Quando eu tinha 6 anos, tinha 3 garotos apaixonados por mim. Um era um anjinho de história em quadrinhos, seus cachos loirinhos, os olhos azuis, e seu ar doce, tão doce que me causava enjôo. O outro era um gordinho desbocado. Desbocada eu também era, mas ele era estúpido e mal-educado, um protótipo do playboy que deve ter se tornado (eu o achava parecido com o Brutus da Olívia Palito). O outro era um menino chamado Felipe que eu chamei namorado. Tinha cabelos castanhos, lisos, olhos expressivos, era bem parecido comigo. Foi dele o meu primeiro beijo, atrás da Lola, no recreio. A Lola era um elefante cor-de-rosa com laço de fita plantado no pátio. A tromba era o escorrega. Foi um beijo com a mão na frente da boca. Mas eu nunca me esqueci daquele beijo atrás da Lola, com gosto de pacto, de segredo. Meu primeiro namorado. A gente terminou a alfa e ia fazer prova pra mesma escola. Ele não foi, não fez a prova. Eu fiz, passei. Nunca mais o vi. Foi minha primeira decepção amorosa. Acho que ainda carrego a sua ausência comigo. Sequer pude tê-lo como amigo. Nem pude odiá-lo. Ele simplesmente desapareceu da minha vida, como se jamais tivesse existido.
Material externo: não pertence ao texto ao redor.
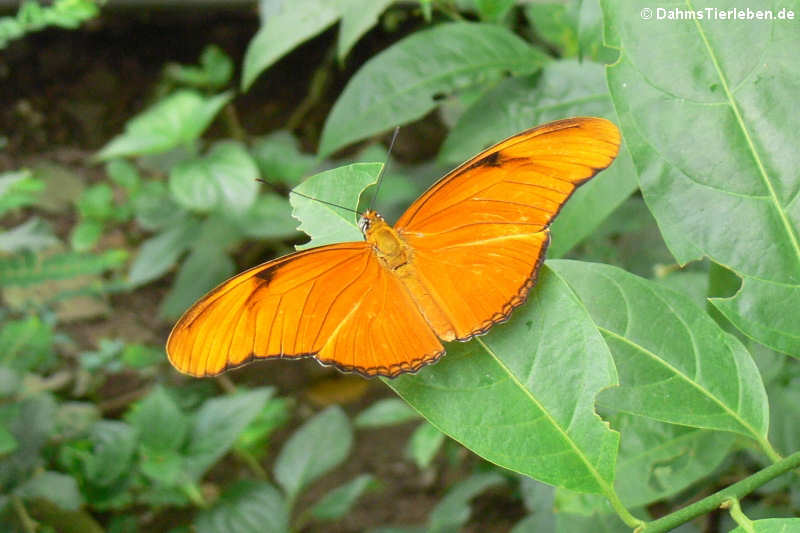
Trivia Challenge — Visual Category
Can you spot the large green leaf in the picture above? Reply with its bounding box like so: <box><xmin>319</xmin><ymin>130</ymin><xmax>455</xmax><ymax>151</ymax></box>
<box><xmin>319</xmin><ymin>22</ymin><xmax>547</xmax><ymax>156</ymax></box>
<box><xmin>95</xmin><ymin>90</ymin><xmax>233</xmax><ymax>160</ymax></box>
<box><xmin>195</xmin><ymin>481</ymin><xmax>290</xmax><ymax>533</ymax></box>
<box><xmin>386</xmin><ymin>268</ymin><xmax>619</xmax><ymax>493</ymax></box>
<box><xmin>185</xmin><ymin>387</ymin><xmax>275</xmax><ymax>479</ymax></box>
<box><xmin>169</xmin><ymin>141</ymin><xmax>258</xmax><ymax>214</ymax></box>
<box><xmin>612</xmin><ymin>413</ymin><xmax>736</xmax><ymax>509</ymax></box>
<box><xmin>336</xmin><ymin>0</ymin><xmax>394</xmax><ymax>61</ymax></box>
<box><xmin>275</xmin><ymin>406</ymin><xmax>353</xmax><ymax>502</ymax></box>
<box><xmin>603</xmin><ymin>0</ymin><xmax>800</xmax><ymax>355</ymax></box>
<box><xmin>242</xmin><ymin>0</ymin><xmax>340</xmax><ymax>91</ymax></box>
<box><xmin>289</xmin><ymin>163</ymin><xmax>383</xmax><ymax>250</ymax></box>
<box><xmin>711</xmin><ymin>276</ymin><xmax>800</xmax><ymax>358</ymax></box>
<box><xmin>549</xmin><ymin>260</ymin><xmax>769</xmax><ymax>447</ymax></box>
<box><xmin>439</xmin><ymin>60</ymin><xmax>638</xmax><ymax>257</ymax></box>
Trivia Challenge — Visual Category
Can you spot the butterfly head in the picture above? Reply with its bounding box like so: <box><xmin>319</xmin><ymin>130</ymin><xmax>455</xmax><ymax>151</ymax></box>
<box><xmin>358</xmin><ymin>209</ymin><xmax>385</xmax><ymax>236</ymax></box>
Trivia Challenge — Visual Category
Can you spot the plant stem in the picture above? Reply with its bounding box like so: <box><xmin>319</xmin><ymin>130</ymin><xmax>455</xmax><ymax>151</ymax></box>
<box><xmin>636</xmin><ymin>452</ymin><xmax>800</xmax><ymax>533</ymax></box>
<box><xmin>605</xmin><ymin>488</ymin><xmax>646</xmax><ymax>531</ymax></box>
<box><xmin>720</xmin><ymin>498</ymin><xmax>756</xmax><ymax>533</ymax></box>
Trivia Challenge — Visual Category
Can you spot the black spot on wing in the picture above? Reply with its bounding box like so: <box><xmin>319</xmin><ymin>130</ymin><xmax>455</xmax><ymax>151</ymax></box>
<box><xmin>255</xmin><ymin>263</ymin><xmax>285</xmax><ymax>284</ymax></box>
<box><xmin>465</xmin><ymin>151</ymin><xmax>502</xmax><ymax>170</ymax></box>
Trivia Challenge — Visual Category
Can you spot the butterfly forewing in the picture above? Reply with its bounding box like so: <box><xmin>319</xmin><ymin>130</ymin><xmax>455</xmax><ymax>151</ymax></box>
<box><xmin>395</xmin><ymin>118</ymin><xmax>620</xmax><ymax>340</ymax></box>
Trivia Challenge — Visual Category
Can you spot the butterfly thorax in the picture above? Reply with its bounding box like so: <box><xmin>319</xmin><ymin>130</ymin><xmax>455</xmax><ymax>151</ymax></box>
<box><xmin>358</xmin><ymin>210</ymin><xmax>411</xmax><ymax>270</ymax></box>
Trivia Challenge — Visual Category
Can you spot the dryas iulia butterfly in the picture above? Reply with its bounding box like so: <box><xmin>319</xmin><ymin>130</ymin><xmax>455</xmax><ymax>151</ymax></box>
<box><xmin>167</xmin><ymin>118</ymin><xmax>620</xmax><ymax>377</ymax></box>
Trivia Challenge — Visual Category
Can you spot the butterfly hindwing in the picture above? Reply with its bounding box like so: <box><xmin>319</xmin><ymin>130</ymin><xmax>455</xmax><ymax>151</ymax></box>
<box><xmin>167</xmin><ymin>242</ymin><xmax>443</xmax><ymax>376</ymax></box>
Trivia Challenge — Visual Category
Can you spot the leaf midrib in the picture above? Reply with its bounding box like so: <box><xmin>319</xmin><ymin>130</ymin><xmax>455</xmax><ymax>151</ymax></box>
<box><xmin>475</xmin><ymin>337</ymin><xmax>613</xmax><ymax>494</ymax></box>
<box><xmin>685</xmin><ymin>0</ymin><xmax>800</xmax><ymax>268</ymax></box>
<box><xmin>597</xmin><ymin>324</ymin><xmax>763</xmax><ymax>443</ymax></box>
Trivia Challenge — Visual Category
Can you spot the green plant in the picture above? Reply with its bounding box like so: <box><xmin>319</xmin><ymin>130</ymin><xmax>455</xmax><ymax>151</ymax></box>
<box><xmin>0</xmin><ymin>0</ymin><xmax>103</xmax><ymax>49</ymax></box>
<box><xmin>0</xmin><ymin>0</ymin><xmax>800</xmax><ymax>533</ymax></box>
Passaram-se 10 anos até que eu elegesse um novo namorado, e eu nem o amava. O tempo passou, namorei outros caras, amei, fui amada. Fui mais amada que amei, sempre rejeitando anjos e homens brutos. Sempre buscando aqueles olhos castanhos, expressivos, sinceros como o olhar de uma criança, espertos como uma criança esperta. Sempre com medo da solidão, sempre essa ausência. Tenho a impressão de nunca mais ter levado ninguém pra trás da Lola, para um beijo com a mão na boca. Hoje faço sexo no pátio aberto, no trepa-trepa, na gangorra, na montanha russa! Mas aquele cantinho escondido atrás da Lola ninguém mais conhece. E ninguém nem percebe que é lá que eu estou escondida, aguardando um beijo, apenas um beijo. Um beijo inocente com a mão na frente. Um beijo de amor.
Você me lembra o Felipe. Não o beijo. Mas os olhos. A ausência.